Life After Braces: What to Expect When Your Treatment Ends
Removing braces is a milestone, not a finish line. This is what the months after treatment actually look like.
The debanding appointment
The appointment where braces come off is called debanding. It takes about an hour. The brackets are removed one at a time, then the bonding cement is gently polished off each tooth. It is not painful — most patients describe it as odd pressure and a bit of scraping. When it is finished, teeth feel smooth and slightly slippery.
The same appointment usually includes a scale and polish to remove any staining that formed at the edges of the brackets, plus impressions or a digital scan for the retainers if they were not made in advance.
Types of retainers
There are three main retainer types and most patients end up with a combination.
A fixed wire retainer is a thin wire bonded to the back of the front teeth, usually the lower ones. You do not remove it. It works quietly for years and prevents the front teeth from shifting even if the removable retainer is forgotten. It requires careful flossing.
An Essix retainer is a clear removable tray that looks similar to a clear aligner. It is thin, discreet, and covers the full arch. It wears down over time and needs replacing every one to three years.
A Hawley retainer is the classic acrylic-and-wire retainer. It is more durable than Essix and slightly adjustable, but bulkier and more visible when speaking.
The wear schedule
For the first three to six months, removable retainers are worn full time — around 22 hours a day, taken out only for eating and brushing. After that, most patients transition to nights only. Nights only is not a temporary stage. It continues indefinitely.
What happens without retainers
Teeth shift. This is not a failure of the treatment; it is expected biology. The bone and gum tissue around each tooth take a long time to fully stabilise, and even after they do, natural aging of the face and jaw slowly compresses teeth toward the midline. Without retention, that pressure gradually undoes the alignment we spent months achieving.
I have seen patients who stopped wearing retainers ten years ago come back with mild crowding and blame the original treatment. Almost always, the treatment was fine. The retention stopped.
Long-term maintenance
A retainer check every six to twelve months takes ten minutes and confirms the retainer still fits. If the retainer has warped, chipped, or become loose, we replace it before the teeth have a chance to shift. This is much cheaper than a second round of orthodontic treatment.

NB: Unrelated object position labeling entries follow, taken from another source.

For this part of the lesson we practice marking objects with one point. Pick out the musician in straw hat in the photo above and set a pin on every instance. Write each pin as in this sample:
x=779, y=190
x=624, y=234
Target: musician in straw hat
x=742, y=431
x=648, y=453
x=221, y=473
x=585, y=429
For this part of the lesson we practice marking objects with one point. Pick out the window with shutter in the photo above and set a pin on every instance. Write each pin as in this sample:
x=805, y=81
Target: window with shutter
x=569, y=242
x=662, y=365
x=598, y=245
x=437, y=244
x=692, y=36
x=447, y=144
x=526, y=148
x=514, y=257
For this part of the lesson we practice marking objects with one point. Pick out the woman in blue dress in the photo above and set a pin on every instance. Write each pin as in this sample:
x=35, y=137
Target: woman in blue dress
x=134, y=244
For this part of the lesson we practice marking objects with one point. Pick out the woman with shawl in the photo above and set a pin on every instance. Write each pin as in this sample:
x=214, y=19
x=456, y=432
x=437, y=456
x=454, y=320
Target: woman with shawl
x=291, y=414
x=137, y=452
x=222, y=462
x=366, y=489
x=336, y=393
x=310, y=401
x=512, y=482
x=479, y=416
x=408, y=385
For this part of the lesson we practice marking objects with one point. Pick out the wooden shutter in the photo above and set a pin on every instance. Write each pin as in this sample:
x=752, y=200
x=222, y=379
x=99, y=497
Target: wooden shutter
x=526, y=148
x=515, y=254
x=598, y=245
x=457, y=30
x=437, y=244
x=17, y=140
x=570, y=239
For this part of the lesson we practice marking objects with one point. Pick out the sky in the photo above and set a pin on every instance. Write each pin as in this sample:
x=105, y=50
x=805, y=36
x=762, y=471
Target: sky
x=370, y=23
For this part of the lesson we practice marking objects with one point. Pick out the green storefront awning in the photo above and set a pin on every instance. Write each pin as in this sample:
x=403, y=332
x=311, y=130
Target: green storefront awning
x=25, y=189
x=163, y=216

General dental check-ups continue as normal. Brushing and flossing get easier now that there are no brackets in the way.
The emotional side
There is often a strange adjustment period the first few weeks after debanding. Your tongue keeps looking for brackets that are not there. Your smile feels bigger than you remember it. Photos can feel unfamiliar. This settles within a few weeks and is completely normal.
The bottom line
Retention is forever. A well-retained result lasts a lifetime. A neglected retainer schedule leads to relapse and, eventually, a decision about whether to retreat. The most successful patients I see are not the ones with the easiest cases — they are the ones who take the retainer seriously from day one.
Questions about your own case?
The only reliable answer comes from a proper consultation with Dr. Mais. Book yours online in under a minute.
Frequently asked questions
Does removing braces hurt?
No. Most patients describe it as odd pressure and light scraping. It takes about an hour.
How long do I need to wear retainers?
Full time for the first three to six months, then nights only, indefinitely.
What types of retainers will I get?
Usually a combination — a fixed wire behind the front teeth plus a removable Essix or Hawley retainer for night wear.
What happens if I stop wearing my retainer?
Teeth drift back. The bone continues to remodel throughout life and even natural aging shifts teeth without retention.
How often should I have my retainer checked?
Every six to twelve months. It takes ten minutes and confirms the retainer still fits before any shift can occur.